Hello, Have a 415 J.D. with 54 in. shaft drive deck and was mowing and never had a problem, but the deck shut off, no noises, just like shutting off deck with the dash switch, as I was about done mowing. The dash lite shows mower as engaged, but pto shaft to mower is not active. Can any one tell me or have a diagram of the fuse panel circuit board? On the board there is a red light and a green light glowing and have no idea what this indicates? Would appreciate any info. available on explaining the fuse panel circuit board. Also could the problem be the pto relay on the board, or possibly the selenoid on back side of rear end, which apparently activates the internal clutch for the pto? Do not hear the selenoid activating when engaging pto switch on the dash. Seemed unusual that it would be a electrical problem occurring suddenly after approx. 2 hours of mowing? Any help would be appreciated.
Thank You,
C.D. Zook


----------



## RC Wells (Dec 26, 2008)

I am not of any help here, I had to purchase the repair manual for my JD X749, which is similar in design, but uses a different electronic control unit so of no use on the 415.


----------



## [email protected] (Feb 23, 2020)

Charles Zook said:


> Hello, Have a 415 J.D. with 54 in. shaft drive deck and was mowing and never had a problem, but the deck shut off, no noises, just like shutting off deck with the dash switch, as I was about done mowing. The dash lite shows mower as engaged, but pto shaft to mower is not active. Can any one tell me or have a diagram of the fuse panel circuit board? On the board there is a red light and a green light glowing and have no idea what this indicates? Would appreciate any info. available on explaining the fuse panel circuit board. Also could the problem be the pto relay on the board, or possibly the selenoid on back side of rear end, which apparently activates the internal clutch for the pto? Do not hear the selenoid activating when engaging pto switch on the dash. Seemed unusual that it would be a electrical problem occurring suddenly after approx. 2 hours of mowing? Any help would be appreciated.
> Thank You,
> C.D. Zook


Did you ever get to the problem? I have the same apart of the pto light isn't lighting up


----------



## harry16 (Dec 8, 2011)

Kevin,
First thing to check is your electric PTO clutch to see if its working. If not, it's most likely bad. On my mower, it just quit working while I was mowing and that was the end of my electric clutch. Check also for a blown fuse in your PTO ciurcuit.


----------



## [email protected] (Feb 23, 2020)

harry16 said:


> Kevin,
> First thing to check is your electric PTO clutch to see if its working. If not, it's most likely bad. On my mower, it just quit working while I was mowing and that was the end of my electric clutch. Check also for a blown fuse in your PTO ciurcuit.

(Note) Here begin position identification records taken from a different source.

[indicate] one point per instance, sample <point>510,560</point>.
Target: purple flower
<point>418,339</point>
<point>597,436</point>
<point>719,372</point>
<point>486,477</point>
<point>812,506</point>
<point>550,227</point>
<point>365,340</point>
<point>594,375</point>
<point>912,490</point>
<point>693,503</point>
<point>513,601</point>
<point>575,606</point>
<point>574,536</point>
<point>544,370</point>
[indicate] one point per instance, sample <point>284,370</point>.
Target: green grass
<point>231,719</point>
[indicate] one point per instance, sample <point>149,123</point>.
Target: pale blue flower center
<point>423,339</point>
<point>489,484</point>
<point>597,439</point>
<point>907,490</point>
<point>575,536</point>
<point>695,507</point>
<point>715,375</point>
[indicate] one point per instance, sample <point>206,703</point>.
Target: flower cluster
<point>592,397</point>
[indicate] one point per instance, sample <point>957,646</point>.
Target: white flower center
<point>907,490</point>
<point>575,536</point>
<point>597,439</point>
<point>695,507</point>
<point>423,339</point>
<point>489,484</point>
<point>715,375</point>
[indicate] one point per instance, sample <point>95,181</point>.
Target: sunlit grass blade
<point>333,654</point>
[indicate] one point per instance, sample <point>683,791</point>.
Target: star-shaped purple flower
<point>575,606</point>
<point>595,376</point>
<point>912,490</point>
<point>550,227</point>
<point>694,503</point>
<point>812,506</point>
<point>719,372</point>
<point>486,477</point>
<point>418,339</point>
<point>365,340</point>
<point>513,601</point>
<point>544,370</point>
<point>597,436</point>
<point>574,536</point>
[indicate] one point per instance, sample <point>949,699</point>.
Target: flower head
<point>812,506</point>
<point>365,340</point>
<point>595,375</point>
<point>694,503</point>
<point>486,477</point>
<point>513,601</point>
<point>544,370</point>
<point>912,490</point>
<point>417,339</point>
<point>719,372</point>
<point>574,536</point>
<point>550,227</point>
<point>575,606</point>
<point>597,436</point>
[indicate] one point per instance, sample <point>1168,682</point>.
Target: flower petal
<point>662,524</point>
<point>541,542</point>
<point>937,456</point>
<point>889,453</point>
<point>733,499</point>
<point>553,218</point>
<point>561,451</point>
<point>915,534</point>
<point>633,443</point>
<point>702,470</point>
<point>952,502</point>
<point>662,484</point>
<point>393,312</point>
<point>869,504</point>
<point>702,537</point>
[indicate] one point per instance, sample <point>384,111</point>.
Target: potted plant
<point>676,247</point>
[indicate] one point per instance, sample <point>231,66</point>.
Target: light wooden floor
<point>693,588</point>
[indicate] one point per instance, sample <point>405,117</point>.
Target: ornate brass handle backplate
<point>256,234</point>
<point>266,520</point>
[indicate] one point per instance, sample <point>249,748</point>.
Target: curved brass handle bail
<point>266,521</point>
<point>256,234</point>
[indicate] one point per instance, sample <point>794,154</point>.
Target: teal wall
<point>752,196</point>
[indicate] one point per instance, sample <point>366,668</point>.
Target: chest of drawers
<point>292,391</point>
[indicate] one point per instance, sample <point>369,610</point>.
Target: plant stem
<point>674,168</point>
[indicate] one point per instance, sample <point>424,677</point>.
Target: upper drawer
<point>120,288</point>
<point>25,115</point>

I got no power at the solenoid but I put a battery on the solenoid and it worked, I can only find three fuses and they are OK, the wiring pictures are pointless as it doesn't show fuses location on the tractor


----------



## Charles Zook (May 4, 2019)

[email protected] said:


> Did you ever get to the problem? I have the same apart of the pto light isn't lighting up


Kevin, Guess I worked backwards again, assumed with dash light lighting uo that dash switch was ok. so replaced fuses, then relay, then selenoid on rear end, and finally the dash switch ended up as the fix. Wasted time & money, but now works as it should.


----------



## [email protected] (Feb 23, 2020)

Do you know if there is more than the two on the circuit board and one other fuse on the machine and if so where are they?


----------